Supply, meanwhile, is coming at full tilt.
Although governments are making stringent efforts to cut budget deficits, they won't be able to do that quickly enough to scale back soon the flood of issues needed to cover the deficits and repay maturing debt. For a year or two, gross bond issuance will be running at two, three or four times the levels of the pre-crisis years, Mr.
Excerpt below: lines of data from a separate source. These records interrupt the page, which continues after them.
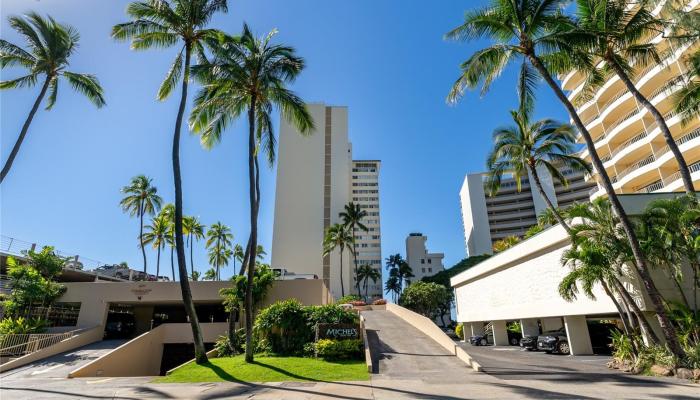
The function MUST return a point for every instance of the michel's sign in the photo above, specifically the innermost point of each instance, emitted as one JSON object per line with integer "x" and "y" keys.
{"x": 337, "y": 331}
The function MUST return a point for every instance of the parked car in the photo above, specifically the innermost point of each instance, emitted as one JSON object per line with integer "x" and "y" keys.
{"x": 554, "y": 342}
{"x": 487, "y": 339}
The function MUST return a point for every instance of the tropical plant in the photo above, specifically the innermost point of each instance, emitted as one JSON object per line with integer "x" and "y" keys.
{"x": 141, "y": 198}
{"x": 505, "y": 243}
{"x": 162, "y": 24}
{"x": 621, "y": 36}
{"x": 158, "y": 235}
{"x": 194, "y": 231}
{"x": 542, "y": 37}
{"x": 249, "y": 75}
{"x": 338, "y": 237}
{"x": 352, "y": 217}
{"x": 49, "y": 48}
{"x": 364, "y": 274}
{"x": 392, "y": 286}
{"x": 526, "y": 148}
{"x": 219, "y": 242}
{"x": 234, "y": 296}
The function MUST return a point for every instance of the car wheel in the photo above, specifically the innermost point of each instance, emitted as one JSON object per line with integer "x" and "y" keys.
{"x": 563, "y": 348}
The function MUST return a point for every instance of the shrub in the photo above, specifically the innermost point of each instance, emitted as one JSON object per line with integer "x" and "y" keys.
{"x": 347, "y": 299}
{"x": 284, "y": 326}
{"x": 459, "y": 331}
{"x": 332, "y": 349}
{"x": 21, "y": 325}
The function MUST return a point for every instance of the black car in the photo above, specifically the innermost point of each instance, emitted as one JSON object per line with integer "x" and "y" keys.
{"x": 487, "y": 339}
{"x": 554, "y": 342}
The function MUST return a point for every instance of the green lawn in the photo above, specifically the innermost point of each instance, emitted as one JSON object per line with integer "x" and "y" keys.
{"x": 269, "y": 369}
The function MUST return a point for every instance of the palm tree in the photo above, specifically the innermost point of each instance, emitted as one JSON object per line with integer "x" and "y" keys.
{"x": 140, "y": 198}
{"x": 521, "y": 149}
{"x": 238, "y": 254}
{"x": 161, "y": 24}
{"x": 219, "y": 241}
{"x": 157, "y": 234}
{"x": 352, "y": 217}
{"x": 249, "y": 75}
{"x": 364, "y": 274}
{"x": 338, "y": 237}
{"x": 194, "y": 231}
{"x": 621, "y": 38}
{"x": 541, "y": 36}
{"x": 392, "y": 286}
{"x": 50, "y": 46}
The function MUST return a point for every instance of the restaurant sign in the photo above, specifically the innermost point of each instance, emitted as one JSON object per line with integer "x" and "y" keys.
{"x": 337, "y": 331}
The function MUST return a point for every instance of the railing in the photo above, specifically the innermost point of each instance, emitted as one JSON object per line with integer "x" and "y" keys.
{"x": 645, "y": 161}
{"x": 658, "y": 185}
{"x": 683, "y": 139}
{"x": 639, "y": 136}
{"x": 17, "y": 345}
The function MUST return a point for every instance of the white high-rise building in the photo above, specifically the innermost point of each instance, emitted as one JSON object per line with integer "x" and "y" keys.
{"x": 365, "y": 192}
{"x": 421, "y": 262}
{"x": 314, "y": 183}
{"x": 488, "y": 219}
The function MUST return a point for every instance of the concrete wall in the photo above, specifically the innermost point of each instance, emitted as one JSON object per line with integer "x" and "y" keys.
{"x": 85, "y": 337}
{"x": 95, "y": 297}
{"x": 142, "y": 356}
{"x": 522, "y": 282}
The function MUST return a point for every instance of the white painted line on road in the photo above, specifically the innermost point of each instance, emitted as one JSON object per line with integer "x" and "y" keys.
{"x": 100, "y": 380}
{"x": 43, "y": 371}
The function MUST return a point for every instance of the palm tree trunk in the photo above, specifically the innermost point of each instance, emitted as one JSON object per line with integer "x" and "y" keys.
{"x": 200, "y": 354}
{"x": 25, "y": 128}
{"x": 342, "y": 285}
{"x": 143, "y": 250}
{"x": 639, "y": 260}
{"x": 635, "y": 309}
{"x": 191, "y": 257}
{"x": 158, "y": 264}
{"x": 538, "y": 183}
{"x": 253, "y": 231}
{"x": 682, "y": 165}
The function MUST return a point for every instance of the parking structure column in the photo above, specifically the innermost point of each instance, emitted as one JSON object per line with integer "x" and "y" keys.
{"x": 477, "y": 328}
{"x": 500, "y": 333}
{"x": 529, "y": 327}
{"x": 551, "y": 324}
{"x": 577, "y": 333}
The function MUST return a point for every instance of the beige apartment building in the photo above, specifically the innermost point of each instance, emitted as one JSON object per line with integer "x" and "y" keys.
{"x": 316, "y": 178}
{"x": 627, "y": 138}
{"x": 511, "y": 212}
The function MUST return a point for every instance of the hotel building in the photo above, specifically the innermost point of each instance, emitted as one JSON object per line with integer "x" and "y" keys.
{"x": 421, "y": 262}
{"x": 488, "y": 219}
{"x": 627, "y": 138}
{"x": 316, "y": 178}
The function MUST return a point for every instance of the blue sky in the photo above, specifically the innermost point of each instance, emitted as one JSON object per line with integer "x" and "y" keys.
{"x": 384, "y": 59}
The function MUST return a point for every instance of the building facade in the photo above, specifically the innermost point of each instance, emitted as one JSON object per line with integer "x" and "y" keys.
{"x": 315, "y": 180}
{"x": 627, "y": 138}
{"x": 488, "y": 219}
{"x": 421, "y": 262}
{"x": 368, "y": 245}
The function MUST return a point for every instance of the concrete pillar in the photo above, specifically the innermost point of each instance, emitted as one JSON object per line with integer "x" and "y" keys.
{"x": 477, "y": 328}
{"x": 500, "y": 333}
{"x": 551, "y": 324}
{"x": 529, "y": 327}
{"x": 577, "y": 332}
Knight says—even as demand has shrunk Selling these bonds will be a challenge. ( = we have zero prospect of borrowing in the bond market that we exited last month (because "we had enough money to keep us going...for the moment...).As politicians discuss ways to prevent the next crisis at the European Union summit continuing Friday in Brussels, this dynamic in the bond markets suggests they shouldn't be too confident about having surmounted the current one.

seafoid

Quote from: Cde on October 29, 2010, 12:56:46 PM
for those of you who understand these things   why has bank shares really tanked in the last few days especially Bank of Ireland who have dropped nearly 20%

It is probably linked to the news about the cuts of €15bn which show that the news for the economy and thus the banks' profit prospects are not great over the next 4 years.   
"f**k it, just score"- Donaghy   https://www.youtube.com/watch?v=IbxG2WwVRjU

seafoid

Declan

I think the bond traders are goading the EU to do something about the worries over default. They are very sensitive at the moment.

A default by one of the peripheral countries could trigger another global panic. It's not as if the financial system is on solid ground at the moment.